Changes in US Financial Regulation Drive Firms to Rethink Divestment – Ernst & Young

Lucas Gilmore, “Big 4″ observer
November 09, 2010 /

Financial institutions began to reconsider planning for and executing divestiture after the July reform has warned against a more complex transaction, promising for a time-consuming regulatory reporting, capital leverage and liquidity requirements, the Ernst & Young LLP’s Transaction Advisory Services reported.

The recent shake-up in the landscape of US financial regulatory regime compels the financial sector to reassess divestments with financial services companies, causing those that abide by specific deadlines in divestiture to spend more time and resources ahead to do so.

The new changes in the US financial regulatory regime will need to set a way for a smooth transition to save the entire financial system from sustaining a shock that may arise from any unwanted disorderly resolution plan.
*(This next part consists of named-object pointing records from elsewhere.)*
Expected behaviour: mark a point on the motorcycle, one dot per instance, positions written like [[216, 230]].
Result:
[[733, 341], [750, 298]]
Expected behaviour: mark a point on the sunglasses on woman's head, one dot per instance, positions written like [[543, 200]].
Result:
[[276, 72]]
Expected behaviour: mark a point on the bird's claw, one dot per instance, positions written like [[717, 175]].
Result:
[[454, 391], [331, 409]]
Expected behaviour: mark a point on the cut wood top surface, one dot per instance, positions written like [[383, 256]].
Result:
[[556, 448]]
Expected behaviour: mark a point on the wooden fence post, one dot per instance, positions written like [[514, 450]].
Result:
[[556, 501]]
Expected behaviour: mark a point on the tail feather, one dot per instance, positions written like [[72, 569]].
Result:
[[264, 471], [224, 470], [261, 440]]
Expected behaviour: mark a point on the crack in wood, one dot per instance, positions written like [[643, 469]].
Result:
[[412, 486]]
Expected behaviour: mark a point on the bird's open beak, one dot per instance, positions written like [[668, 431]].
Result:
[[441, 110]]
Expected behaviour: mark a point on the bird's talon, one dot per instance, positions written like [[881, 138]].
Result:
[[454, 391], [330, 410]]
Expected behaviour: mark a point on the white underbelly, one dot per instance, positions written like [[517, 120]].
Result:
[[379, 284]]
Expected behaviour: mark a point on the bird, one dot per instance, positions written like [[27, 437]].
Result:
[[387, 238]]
Hypothetical divestiture contingency plans may help firms in examining various possible results, in addition to laws that allow for an orderly liquidation process of non-bank financial firms nearing the verge of collapse. The law mandates FDIC under the supervision of the Treasury Secretary to do the liquidating of these financial firms.

This suggests that planning for divestiture calls for these financial firms to redirect their focus on legal entity-level and operating concerns.
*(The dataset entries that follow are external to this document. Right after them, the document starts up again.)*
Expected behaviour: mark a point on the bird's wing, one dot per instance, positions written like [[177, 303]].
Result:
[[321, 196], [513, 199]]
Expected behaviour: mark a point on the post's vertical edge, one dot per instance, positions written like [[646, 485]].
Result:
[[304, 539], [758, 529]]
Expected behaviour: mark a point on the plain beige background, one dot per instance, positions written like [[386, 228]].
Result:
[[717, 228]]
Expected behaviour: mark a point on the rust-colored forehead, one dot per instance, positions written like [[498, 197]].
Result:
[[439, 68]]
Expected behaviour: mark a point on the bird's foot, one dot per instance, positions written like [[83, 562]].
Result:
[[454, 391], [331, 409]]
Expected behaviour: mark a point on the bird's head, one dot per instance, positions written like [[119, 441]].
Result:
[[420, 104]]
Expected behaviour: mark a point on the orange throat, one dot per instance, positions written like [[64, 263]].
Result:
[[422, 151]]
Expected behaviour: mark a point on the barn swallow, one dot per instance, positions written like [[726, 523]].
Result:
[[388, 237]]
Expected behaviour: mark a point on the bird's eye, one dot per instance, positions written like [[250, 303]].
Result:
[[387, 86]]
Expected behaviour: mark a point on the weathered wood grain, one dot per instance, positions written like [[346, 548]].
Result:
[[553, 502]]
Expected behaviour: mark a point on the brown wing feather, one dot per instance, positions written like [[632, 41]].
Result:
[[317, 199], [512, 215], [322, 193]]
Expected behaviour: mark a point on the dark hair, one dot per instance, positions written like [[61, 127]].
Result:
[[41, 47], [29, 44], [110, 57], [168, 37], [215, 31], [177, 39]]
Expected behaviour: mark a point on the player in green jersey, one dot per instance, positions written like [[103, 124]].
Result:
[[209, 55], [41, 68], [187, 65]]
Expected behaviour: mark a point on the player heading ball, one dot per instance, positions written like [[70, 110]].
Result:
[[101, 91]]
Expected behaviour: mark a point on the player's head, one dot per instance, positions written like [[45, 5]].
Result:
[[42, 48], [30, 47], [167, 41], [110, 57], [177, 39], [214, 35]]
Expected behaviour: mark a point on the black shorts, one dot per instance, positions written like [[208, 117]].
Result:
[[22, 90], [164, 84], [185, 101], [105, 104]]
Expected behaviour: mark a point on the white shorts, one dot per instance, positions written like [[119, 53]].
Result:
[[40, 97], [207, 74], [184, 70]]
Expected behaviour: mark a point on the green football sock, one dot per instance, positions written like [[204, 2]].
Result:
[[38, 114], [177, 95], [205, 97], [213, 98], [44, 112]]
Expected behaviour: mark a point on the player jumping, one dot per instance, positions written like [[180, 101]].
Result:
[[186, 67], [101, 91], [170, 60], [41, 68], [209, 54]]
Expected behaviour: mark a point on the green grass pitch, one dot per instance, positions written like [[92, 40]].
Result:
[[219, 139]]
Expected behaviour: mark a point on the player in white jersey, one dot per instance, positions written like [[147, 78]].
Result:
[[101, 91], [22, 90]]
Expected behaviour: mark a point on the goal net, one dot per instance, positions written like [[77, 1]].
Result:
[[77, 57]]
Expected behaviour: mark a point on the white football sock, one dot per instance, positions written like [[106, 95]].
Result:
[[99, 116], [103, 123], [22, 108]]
The Volcker Rule requires all bank investments in hedge funds and private equity funds to be less than 3% of their Tier 1 capital, and no more than 3% of any one fund’s total ownership interest. Merger and Acquisition activity is likely to be affected by regulatory instability if financial firms do not strike a balance between reassessment and refocusing of business and establishment of capital position, Nadine Mirchandani, Partner at Ernst & Young LLP Transaction Advisory Services, pointed out.

Ernst & Young pointed out a challenge in the redistribution of assets, liabilities, and operations of one company between distinct and stand-alone entities. The transaction is especially designed such that both the company and the shareholders would be free of tax liabilities, offering divestiture advantages.